The financial security of higher education is experiencing a bigger threat than student retention. If you are wondering what this might be, data breaches are the answer.
As institutions of higher learning including universities and colleges start adopting mobile technologies, they are finding themselves being targeted by hackers and other malicious actors. Nonetheless, learning more about the latest security breaches affecting the higher education space can teach institutions valuable lessons regarding information security.
How Multifactor Authentication Safeguards Admissions Data
Early in March 2019, malicious actors gained access to the admissions information belonging to three learning institutions, including Oberlin, Hamilton, and Grinnell. After that, they sent all the applicants emails containing individually identifiable details (such as birth dates).
All traces of the breach pointed to Slate, which is a software used by most higher education institutions in managing applicant data. The SaaS platform, utilized by more than 800 institutions of higher learning globally conveys texts, new applications, and emails. According to Slate, the unauthorized access was as a result of unpermitted users gaining access to password-reset systems of the colleges.
The absence of multifactor authentication enabled the cybercriminals to breach the platform. Aside from the hassle associated with notifying the affected students about the data breach, such attacks could jeopardize student enrollment in colleges. For instance, students concerned about data control and protection might consider attending higher education institutions with stronger cybersecurity measures.
The Significance of Protecting your Email
In late February 2019, Florida Keys Community College reported a data breach stemming from unpermitted access to employee email that took place between May 5 and November 5 last year (2018). The college uncovered suspicious activity on October 19, 2018. In early January 2019, the Florida Keys Community College verified the identities of the individuals affected by the data breach. The individually identifiable data included information such as passwords, usernames, medical information, passport information, social security numbers, dates of birth, addresses, and names.
The 2018 Ponemon Cost of a Data Breach Report revealed that the mean time to identify a system breach was 197 days, whereas the mean time to contain it was 69 days. Considering such timing, Florida Keys Community College did a better job than other institutions.
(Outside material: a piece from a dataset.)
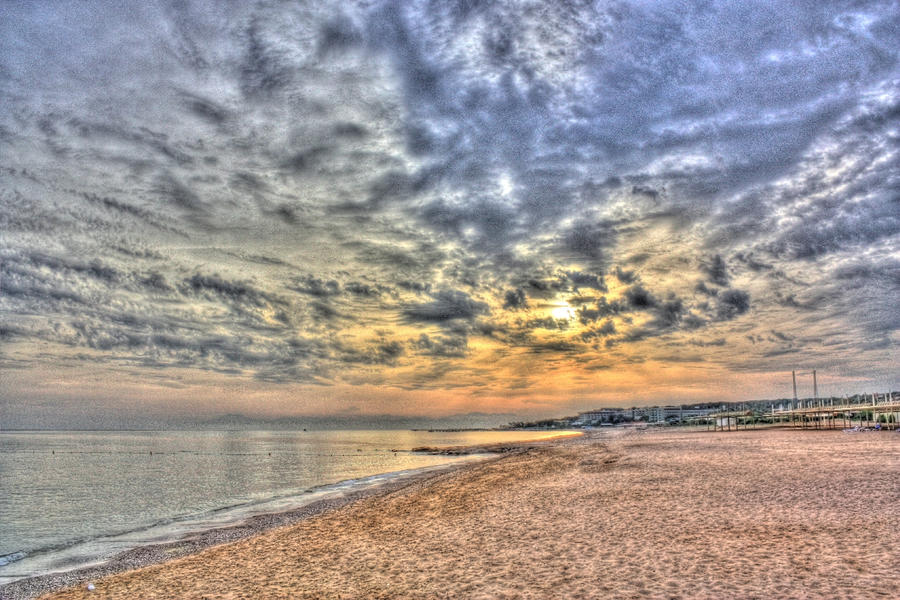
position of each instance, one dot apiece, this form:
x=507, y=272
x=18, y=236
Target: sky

It took the college 167 days to spot the unusual activity and contained it in seven days.
In terms of grading, the college earns an A- and C+ for incident response and identification respectively.
Based on the number of accessed email accounts, the malicious actors could have leveraged weaknesses in the SMTP authentication controls, the number of links to servers, IP and domain configurations, or other network security problems.
The Importance of Vendor Risk Management in Protecting Student Records
Stanford Daily said that a student uncovered a weakness in NolijWeb, a third-party system for managing content that enabled the institution’s applicants to view all their Common Application forms. Back in 2015, the system started allowing students to access their records. Nonetheless, NolijWeb utilized student IDs as part of the URL of the files. As such, anybody could access the records by altering several characters.
Upon realizing that, Stanford promptly blocked the application’s access and suspended all online access to the enrollment records that are under protection by the Family Educational Rights and Privacy Act (FERPA).
With a user requiring a verified student login to operate the site, the constant audits allowed the vendor to have a clean record. Nevertheless, what this means is that both NolijWeb and Stanford did not have an idea of how long the weakness was present in the system.
All these breaches mainly focus on weaknesses associated with third-party vendors and permission problems.
That being said, here are four steps towards protecting data in the higher education sector:
1. Spot the Risk
Institutions of higher learning ought to concentrate more on finding all the locations that collect, transmit, and store data. Irrespective of whether they are using an upgraded legacy provider or new integration, universities and colleges have to devote more attention to identifying the risk.
2. Secure Networks
Higher education revolves around multiple networks, forming a complicated architecture. Guest wireless links, email servers, and library domains make up just several of these potentially dangerous networks. Higher education institutions must be more diligent in creating controls, especially over such networks to safeguard data.
3. Focus on User Authentication and Access
After graduating, students’ access to networks, software, and systems ought to be revoked. Graduates pose authentication and access risks to institutions. Furthermore, universities and colleges should be diligent when it comes to implementing multi-factor authentication.
4. Monitor Vendor Risk
Similar to how higher education institutions expect their next first years to provide proof of their academic proficiency, they should also make sure that vendors demonstrate their security proficiency. Upon identifying risk, universities and colleges have to ensure that they analyze and assess the threat posed to their information by third parties. All SaaS providers that gather, transmit, or store staff, student, and faculty information must ensure that their security controls are aligned with the risk tolerance of the institution.